The chest supported row is performed by pulling dumbbells towards your ribs while supported by a bench.
Here's a breakdown of how to perform a chest-supported row, incorporating information from the provided reference:
Steps for a Chest Supported Row
- Setup: Position yourself on an incline bench with your chest firmly supported against the pad. You should be stable and comfortable.
- Grip: Grab a dumbbell in each hand with a neutral grip (palms facing each other).
- Starting Position: Let the dumbbells hang straight down towards the floor. This is your starting position.
- Pull the Dumbbells: Pull the dumbbells up towards your chest or ribs.
- Focus on squeezing your shoulder blades together.
- Keep your elbows and hands moving back toward your hips.
- Peak Contraction: Once the dumbbells reach your ribs, pause briefly to fully contract your back muscles.
- Lower: Slowly lower the dumbbells back to the starting position. Maintain control during the descent.
- Repetitions: Repeat the steps for your desired number of repetitions.
Key Points
- Maintain Control: Avoid jerking or using momentum. Focus on controlled movements throughout the exercise.

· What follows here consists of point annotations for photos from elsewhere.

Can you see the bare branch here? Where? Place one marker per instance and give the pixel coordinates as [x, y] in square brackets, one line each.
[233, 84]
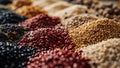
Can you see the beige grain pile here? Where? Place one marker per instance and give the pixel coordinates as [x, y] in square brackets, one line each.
[95, 31]
[57, 7]
[43, 3]
[76, 21]
[71, 11]
[105, 54]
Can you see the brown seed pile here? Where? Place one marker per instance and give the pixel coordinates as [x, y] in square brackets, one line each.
[30, 11]
[95, 31]
[105, 54]
[57, 7]
[76, 21]
[41, 21]
[107, 10]
[58, 59]
[19, 3]
[71, 11]
[48, 38]
[44, 3]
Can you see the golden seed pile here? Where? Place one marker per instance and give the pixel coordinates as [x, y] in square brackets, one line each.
[105, 54]
[95, 31]
[58, 6]
[30, 11]
[19, 3]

- Elbow Position: Keep your elbows close to your body. Avoid letting them flare out.
- Back Straight: Maintain a straight back throughout the movement. The support of the bench is crucial for stability.
- Focus on Back Muscles: Concentrate on using your back muscles to pull the weight, not your arms.
- Range of Motion: The goal is to pull the dumbbells up to about the bench or back up to your ribs. Do not compromise form to pull higher than this.
- Breathing: Exhale during the pull and inhale during the lowering phase.
Benefits
- Isolates Back Muscles: Provides excellent isolation of the back muscles by minimizing the use of other muscles.
- Reduces Lower Back Stress: The chest support reduces the stress on your lower back.
- Improves Posture: Strengthens the back muscles needed for good posture.